Re: [bug report] worker watchdog timeout in dispatch loop for null_blk

Ming Lei <ming.lei@xxxxxxxxxx> · Thu, 10 Mar 2022 18:00:56 +0800

On Thu, Mar 10, 2022 at 09:16:50AM +0000, Shinichiro Kawasaki wrote:
> This issue does not look critical, but let me share it to ask comments for fix.
> 
> When fio command with 40 jobs [1] is run for a null_blk device with memory
> backing and mq-deadline scheduler, kernel reports a BUG message [2]. The
> workqueue watchdog reports that kblockd blk_mq_run_work_fn keeps on running
> more than 30 seconds and other work can not run.

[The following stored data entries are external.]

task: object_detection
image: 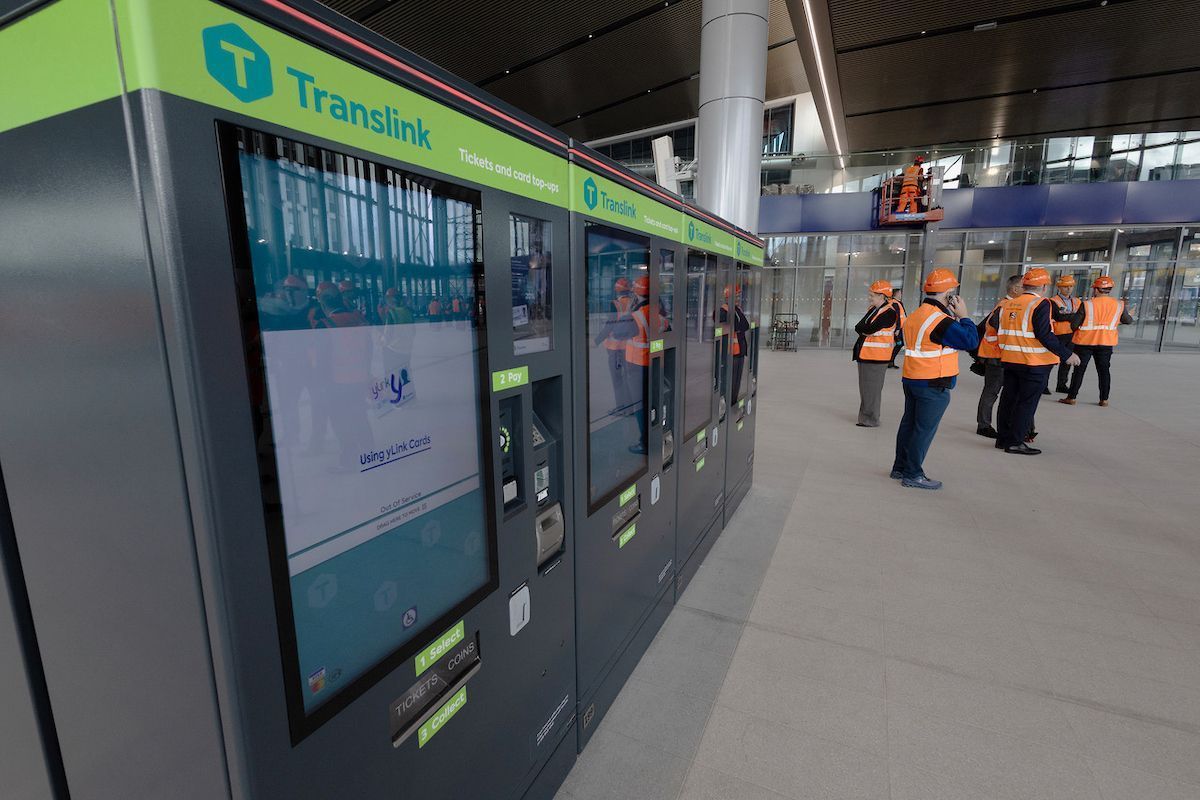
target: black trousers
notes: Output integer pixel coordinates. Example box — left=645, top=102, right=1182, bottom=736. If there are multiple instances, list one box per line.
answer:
left=1055, top=333, right=1075, bottom=390
left=1068, top=345, right=1114, bottom=401
left=997, top=365, right=1051, bottom=449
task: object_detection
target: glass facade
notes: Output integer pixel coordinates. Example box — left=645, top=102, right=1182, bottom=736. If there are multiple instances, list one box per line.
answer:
left=764, top=226, right=1198, bottom=353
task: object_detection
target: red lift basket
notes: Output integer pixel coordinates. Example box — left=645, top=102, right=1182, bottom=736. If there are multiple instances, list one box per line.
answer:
left=876, top=166, right=945, bottom=226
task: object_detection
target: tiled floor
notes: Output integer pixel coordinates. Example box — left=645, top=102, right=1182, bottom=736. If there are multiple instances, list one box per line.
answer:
left=555, top=350, right=1200, bottom=800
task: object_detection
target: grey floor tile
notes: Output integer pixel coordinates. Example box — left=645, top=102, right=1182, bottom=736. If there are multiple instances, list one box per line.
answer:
left=888, top=760, right=1009, bottom=800
left=1134, top=588, right=1200, bottom=627
left=557, top=727, right=690, bottom=800
left=756, top=563, right=884, bottom=620
left=599, top=675, right=714, bottom=759
left=1013, top=595, right=1185, bottom=651
left=1085, top=758, right=1200, bottom=800
left=886, top=702, right=1104, bottom=800
left=884, top=590, right=1031, bottom=646
left=1041, top=655, right=1200, bottom=732
left=885, top=658, right=1079, bottom=748
left=884, top=618, right=1050, bottom=692
left=750, top=590, right=883, bottom=651
left=1025, top=620, right=1200, bottom=691
left=1060, top=701, right=1200, bottom=786
left=694, top=705, right=888, bottom=800
left=676, top=765, right=793, bottom=800
left=735, top=624, right=886, bottom=697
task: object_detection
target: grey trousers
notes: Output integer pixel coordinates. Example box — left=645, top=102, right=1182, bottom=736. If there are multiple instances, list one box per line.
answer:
left=857, top=360, right=888, bottom=426
left=976, top=359, right=1003, bottom=426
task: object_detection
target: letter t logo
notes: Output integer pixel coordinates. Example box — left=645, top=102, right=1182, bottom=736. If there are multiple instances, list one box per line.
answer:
left=219, top=41, right=256, bottom=89
left=202, top=24, right=273, bottom=103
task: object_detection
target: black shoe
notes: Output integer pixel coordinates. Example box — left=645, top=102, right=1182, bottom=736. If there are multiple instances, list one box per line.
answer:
left=1025, top=430, right=1038, bottom=442
left=994, top=440, right=1007, bottom=449
left=887, top=363, right=900, bottom=369
left=976, top=425, right=998, bottom=439
left=1042, top=388, right=1052, bottom=395
left=1005, top=443, right=1042, bottom=456
left=1055, top=386, right=1069, bottom=394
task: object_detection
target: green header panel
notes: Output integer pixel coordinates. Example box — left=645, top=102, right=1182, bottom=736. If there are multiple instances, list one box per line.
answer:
left=0, top=0, right=124, bottom=134
left=735, top=238, right=765, bottom=265
left=112, top=0, right=568, bottom=205
left=683, top=214, right=738, bottom=258
left=570, top=164, right=682, bottom=240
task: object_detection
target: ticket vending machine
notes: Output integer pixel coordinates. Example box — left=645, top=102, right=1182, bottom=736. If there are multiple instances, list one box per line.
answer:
left=723, top=259, right=763, bottom=522
left=567, top=151, right=683, bottom=747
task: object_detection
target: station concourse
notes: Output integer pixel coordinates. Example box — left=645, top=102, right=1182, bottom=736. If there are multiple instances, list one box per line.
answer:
left=1, top=1, right=1198, bottom=799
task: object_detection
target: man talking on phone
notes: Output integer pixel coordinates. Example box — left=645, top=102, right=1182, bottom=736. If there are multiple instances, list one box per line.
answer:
left=891, top=269, right=979, bottom=490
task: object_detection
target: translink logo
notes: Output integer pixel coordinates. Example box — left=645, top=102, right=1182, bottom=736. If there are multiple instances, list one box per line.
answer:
left=203, top=24, right=273, bottom=103
left=583, top=177, right=598, bottom=210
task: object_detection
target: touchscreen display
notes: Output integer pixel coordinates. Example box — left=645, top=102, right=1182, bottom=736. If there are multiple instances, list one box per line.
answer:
left=224, top=126, right=494, bottom=725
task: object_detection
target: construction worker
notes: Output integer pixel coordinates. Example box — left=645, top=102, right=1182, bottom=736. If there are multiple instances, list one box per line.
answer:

The 40 fio jobs keep on
> creating many read requests to a single null_blk device, then the every time
> the mq_run task calls __blk_mq_do_dispatch_sched(), it returns ret == 1 which
> means more than one request was dispatched. Hence, the while loop in
> blk_mq_do_dispatch_sched() does not break.
> 
> static int blk_mq_do_dispatch_sched(struct blk_mq_hw_ctx *hctx)
> {
>         int ret;
> 
>         do {
>                ret = __blk_mq_do_dispatch_sched(hctx);
>         } while (ret == 1);
> 
>         return ret;
> }
> 
> The BUG message was observed when I ran blktests block/005 with various
> conditions on a system with 40 CPUs. It was observed with kernel version
> v5.16-rc1 through v5.17-rc7. The trigger commit was 0a593fbbc245 ("null_blk:
> poll queue support"). This commit added blk_mq_ops.map_queues callback. I
> guess it changed dispatch behavior for null_blk devices and triggered the
> BUG message.

It is one blk-mq soft lockup issue in dispatch side, and shouldn't be related
with 0a593fbbc245.

If queueing requests is faster than dispatching, the issue will be triggered
sooner or later, especially easy to trigger in SQ device. I am sure it can
be triggered on scsi debug, even saw such report on ahci.

> 
> I'm not so sure if we really need to fix this issue. It does not seem the real
> world problem since it is observed only with null_blk. The real block devices
> have slower IO operation then the dispatch should stop sooner when the hardware
> queue gets full. Also the 40 jobs for single device is not realistic workload.
> 
> Having said that, it does not feel right that other works are pended during
> dispatch for null_blk devices. To avoid the BUG message, I can think of two
> fix approaches. First one is to break the while loop in blk_mq_do_dispatch_sched
> using a loop counter [3] (or jiffies timeout check).

This way could work, but the queue need to be re-run after breaking
caused by max dispatch number. cond_resched() might be the simplest way,
but it can't be used here because of rcu/srcu read lock.

Thanks,
Ming